John Mackay: I want to pick up on that last question a little bit. Can you just — I know you guys go through this every year, but can you just remind us how the 2028 MVCs will be set again effectively what kind of plan does Chevron kind of need to walk you through and it’s just interesting because it’s going to be our first time doing it with them. Just curious if that’s going to differ at all from the Hess process before.
Jonathan Stein: Yes. There’s no change to the process. The process is really baked into the commercial agreements that we have now with Chevron. And the process is essentially they deliver to us their development plan through the end of the term of the contract. We develop a system plan, which is really the infrastructure required to develop that plan. And then essentially, the MVC is set at 80% of the third year of that development plan. So that’s really no change. It’s a very mechanical type process.

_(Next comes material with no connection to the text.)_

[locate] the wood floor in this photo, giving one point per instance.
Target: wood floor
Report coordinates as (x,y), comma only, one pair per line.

Obviously, we work together to put together that development plan and system plan together with the goal of optimizing the Bakken, that’s a win-win and in everyone’s best interest. But in terms of the process of the mechanics of a MVC, that’s really the process that’s defined in the commercial agreements, and that hasn’t changed at all.
John Mackay: That’s helpful. And then maybe just one clarification. I think if we go through what you guys have been talking about before, you guys are pretty comfortable, I think, arguing that the 200 a day run rate that Chevron wants to flow. That can be hit on the 3-rig program. So the 4 would have put you, I guess, decently about that. Is that the implication?
Jonathan Stein: Yes. I think what I would say is, and you could see that in our previous guidance before we updated it. That was based on a 4-rig program, and we had growth in both oil and gas and the gas being a function of the oil growth and obviously associated gas you’re going to have growth in gas plus then just GOR is increasing as well. So then now under the current plan, you’re really seeing oil plateau and gas continue to grow. So yes, the implication there is that previously in 4 rigs because of the efficiencies and productivities that has now, Chevron has been able to achieve, they were able to achieve what they’re able to get historically at 4-rigs, they were able to now get a 3-rig and continuing to run at 4-rigs would have really taken you above that goal of plateauing a 200,000 BOE per day.
Operator: Thank you. This concludes today’s conference call. Thank you for participating. You may now disconnect.